Toyota Supplier Offers Buyouts, and Community Worries

Toyota Blue Springs
No one knows when the Toyota plant at Blue Springs will again resume construction.

A Toyota supplier is laying off workers but not closing its doors. MPB’s Cari Gervin reports on how North Mississippi is handling the latest bad news about the delayed Blue Springs plant.

Late Friday afternoon, Auto Parts Manufacturing Mississippi offered buyouts to 13 of its 16 employees in Baldwyn.

Dennis Cuneo is a senior advisor for Toyota Auto Body, which owns APMM. He says that with construction halted at the Blue Springs plant, there was nothing for the workers to do.

“There’s been a lot of rumors, you know about what’s going to be built or not built. This has nothing to do with those rumors. You have to understand that in the auto market we’re in the biggest downturn since probably the Great Depression. We have two automakers in bankruptcy. We have a number of suppliers either in or going into bankruptcy. And these are just extraordinary times.”

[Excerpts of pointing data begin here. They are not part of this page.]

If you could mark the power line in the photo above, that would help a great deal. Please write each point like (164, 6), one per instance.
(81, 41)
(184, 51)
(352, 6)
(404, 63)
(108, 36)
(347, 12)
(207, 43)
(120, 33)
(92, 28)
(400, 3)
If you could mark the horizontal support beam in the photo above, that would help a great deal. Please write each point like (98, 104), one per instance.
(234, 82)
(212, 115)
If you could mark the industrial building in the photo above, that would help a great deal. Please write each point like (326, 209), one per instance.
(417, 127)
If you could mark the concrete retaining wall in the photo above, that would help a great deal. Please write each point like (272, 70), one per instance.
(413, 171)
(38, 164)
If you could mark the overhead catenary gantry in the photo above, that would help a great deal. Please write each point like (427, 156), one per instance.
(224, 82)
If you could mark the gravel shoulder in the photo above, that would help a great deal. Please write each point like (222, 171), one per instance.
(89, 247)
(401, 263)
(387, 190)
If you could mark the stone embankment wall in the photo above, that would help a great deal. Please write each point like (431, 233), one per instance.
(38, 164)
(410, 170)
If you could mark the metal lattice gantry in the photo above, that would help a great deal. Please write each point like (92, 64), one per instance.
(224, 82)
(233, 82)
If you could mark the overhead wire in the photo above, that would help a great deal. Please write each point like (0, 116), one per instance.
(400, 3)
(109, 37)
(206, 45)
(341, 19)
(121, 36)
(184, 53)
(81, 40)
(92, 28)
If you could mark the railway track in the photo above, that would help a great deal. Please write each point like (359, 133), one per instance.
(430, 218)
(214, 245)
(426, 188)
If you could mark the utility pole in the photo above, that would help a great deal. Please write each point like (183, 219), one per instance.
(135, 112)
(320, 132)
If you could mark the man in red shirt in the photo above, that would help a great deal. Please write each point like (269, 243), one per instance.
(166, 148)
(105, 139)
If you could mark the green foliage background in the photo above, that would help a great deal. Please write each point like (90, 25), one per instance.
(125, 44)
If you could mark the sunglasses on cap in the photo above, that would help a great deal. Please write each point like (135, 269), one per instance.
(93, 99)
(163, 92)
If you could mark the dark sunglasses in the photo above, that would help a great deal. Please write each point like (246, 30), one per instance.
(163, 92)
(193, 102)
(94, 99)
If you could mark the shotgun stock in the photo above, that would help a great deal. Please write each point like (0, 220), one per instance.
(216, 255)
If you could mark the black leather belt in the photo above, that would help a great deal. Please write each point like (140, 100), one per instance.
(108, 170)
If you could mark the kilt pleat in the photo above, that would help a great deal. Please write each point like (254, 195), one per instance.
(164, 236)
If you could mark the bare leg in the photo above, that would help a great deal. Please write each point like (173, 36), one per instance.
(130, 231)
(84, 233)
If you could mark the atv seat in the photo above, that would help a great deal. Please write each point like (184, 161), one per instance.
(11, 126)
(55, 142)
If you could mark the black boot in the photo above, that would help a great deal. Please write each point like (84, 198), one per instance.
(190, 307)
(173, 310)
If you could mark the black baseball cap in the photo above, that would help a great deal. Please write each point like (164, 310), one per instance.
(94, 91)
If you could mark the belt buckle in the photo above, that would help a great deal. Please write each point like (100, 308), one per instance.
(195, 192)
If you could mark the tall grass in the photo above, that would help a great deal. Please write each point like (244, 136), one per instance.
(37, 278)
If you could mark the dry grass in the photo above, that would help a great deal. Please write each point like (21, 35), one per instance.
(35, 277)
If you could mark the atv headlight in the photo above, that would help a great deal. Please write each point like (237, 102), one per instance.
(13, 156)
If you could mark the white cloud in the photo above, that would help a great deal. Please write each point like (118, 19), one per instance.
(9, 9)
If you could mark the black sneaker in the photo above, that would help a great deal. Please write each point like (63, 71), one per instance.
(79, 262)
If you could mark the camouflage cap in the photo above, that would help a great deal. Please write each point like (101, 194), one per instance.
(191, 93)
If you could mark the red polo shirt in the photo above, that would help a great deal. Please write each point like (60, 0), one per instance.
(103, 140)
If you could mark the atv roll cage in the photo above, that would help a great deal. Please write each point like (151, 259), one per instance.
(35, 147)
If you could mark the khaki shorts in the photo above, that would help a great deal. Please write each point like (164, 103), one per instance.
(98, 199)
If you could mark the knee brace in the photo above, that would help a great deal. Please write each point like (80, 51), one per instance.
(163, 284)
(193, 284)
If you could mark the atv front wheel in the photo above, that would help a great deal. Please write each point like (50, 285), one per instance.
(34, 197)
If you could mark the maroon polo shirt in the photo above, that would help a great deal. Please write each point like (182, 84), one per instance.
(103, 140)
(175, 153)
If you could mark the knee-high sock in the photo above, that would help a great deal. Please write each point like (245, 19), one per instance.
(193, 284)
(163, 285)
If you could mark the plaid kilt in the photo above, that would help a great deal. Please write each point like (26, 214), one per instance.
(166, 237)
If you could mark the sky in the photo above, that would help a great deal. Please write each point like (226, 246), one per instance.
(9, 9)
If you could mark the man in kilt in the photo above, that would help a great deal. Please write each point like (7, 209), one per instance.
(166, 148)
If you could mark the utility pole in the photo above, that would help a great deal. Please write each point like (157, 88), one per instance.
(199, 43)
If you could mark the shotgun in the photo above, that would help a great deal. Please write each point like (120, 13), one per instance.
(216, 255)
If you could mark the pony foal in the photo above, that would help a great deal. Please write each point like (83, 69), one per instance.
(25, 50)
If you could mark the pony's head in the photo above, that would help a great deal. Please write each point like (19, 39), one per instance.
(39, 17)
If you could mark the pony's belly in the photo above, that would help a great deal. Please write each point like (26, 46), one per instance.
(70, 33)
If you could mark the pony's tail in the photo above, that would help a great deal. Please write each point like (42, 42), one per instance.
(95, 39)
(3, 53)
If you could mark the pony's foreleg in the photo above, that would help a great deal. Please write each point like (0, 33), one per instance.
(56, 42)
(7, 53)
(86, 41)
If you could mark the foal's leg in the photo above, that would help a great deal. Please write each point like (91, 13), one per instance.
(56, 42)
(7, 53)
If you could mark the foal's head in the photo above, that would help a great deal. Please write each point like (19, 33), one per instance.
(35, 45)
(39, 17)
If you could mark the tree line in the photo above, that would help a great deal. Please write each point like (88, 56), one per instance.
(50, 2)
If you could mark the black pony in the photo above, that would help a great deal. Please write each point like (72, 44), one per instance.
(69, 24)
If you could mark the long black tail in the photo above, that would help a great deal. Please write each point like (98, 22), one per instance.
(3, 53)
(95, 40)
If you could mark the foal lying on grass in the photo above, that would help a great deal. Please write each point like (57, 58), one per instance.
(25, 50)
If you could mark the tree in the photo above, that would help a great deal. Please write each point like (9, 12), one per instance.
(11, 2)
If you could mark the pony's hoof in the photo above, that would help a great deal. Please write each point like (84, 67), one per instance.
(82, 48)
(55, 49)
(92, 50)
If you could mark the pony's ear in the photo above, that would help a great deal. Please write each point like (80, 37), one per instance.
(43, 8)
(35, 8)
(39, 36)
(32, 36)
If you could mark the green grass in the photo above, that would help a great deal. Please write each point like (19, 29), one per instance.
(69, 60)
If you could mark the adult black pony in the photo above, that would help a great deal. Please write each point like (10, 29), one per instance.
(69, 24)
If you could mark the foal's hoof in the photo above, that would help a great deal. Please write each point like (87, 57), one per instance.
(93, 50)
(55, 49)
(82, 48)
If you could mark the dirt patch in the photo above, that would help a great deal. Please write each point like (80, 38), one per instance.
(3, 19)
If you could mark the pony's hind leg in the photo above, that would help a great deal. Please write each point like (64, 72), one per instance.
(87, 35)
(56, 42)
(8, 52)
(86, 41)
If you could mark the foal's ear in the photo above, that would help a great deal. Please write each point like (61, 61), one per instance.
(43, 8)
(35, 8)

Cuneo reiterated that Toyota is committed to eventually opening the Blue Springs plant and building the Prius hybrid vehicle there, despite recent rumors.

But for area residents, this latest setback is a hard pill to swallow.

“It’s gonna be a big blow to the state.”

That’s Vicki Gentry, who runs Gentry’s Grocery and Grill with her husband. It’s about the only retail business in Blue Springs, and she says no one cares about the Prius rumors.

“But we wouldn’t care what they build, I mean, you know, we just hope they open the plant. We really do. We hope that it does open, maybe in three or four years, maybe. There’re so many furniture factories here that are closing up, and, you know, we really needed the jobs.”

APPM says it will make its planned annual payments to local governments. For MPB News, I’m Cari Gervin.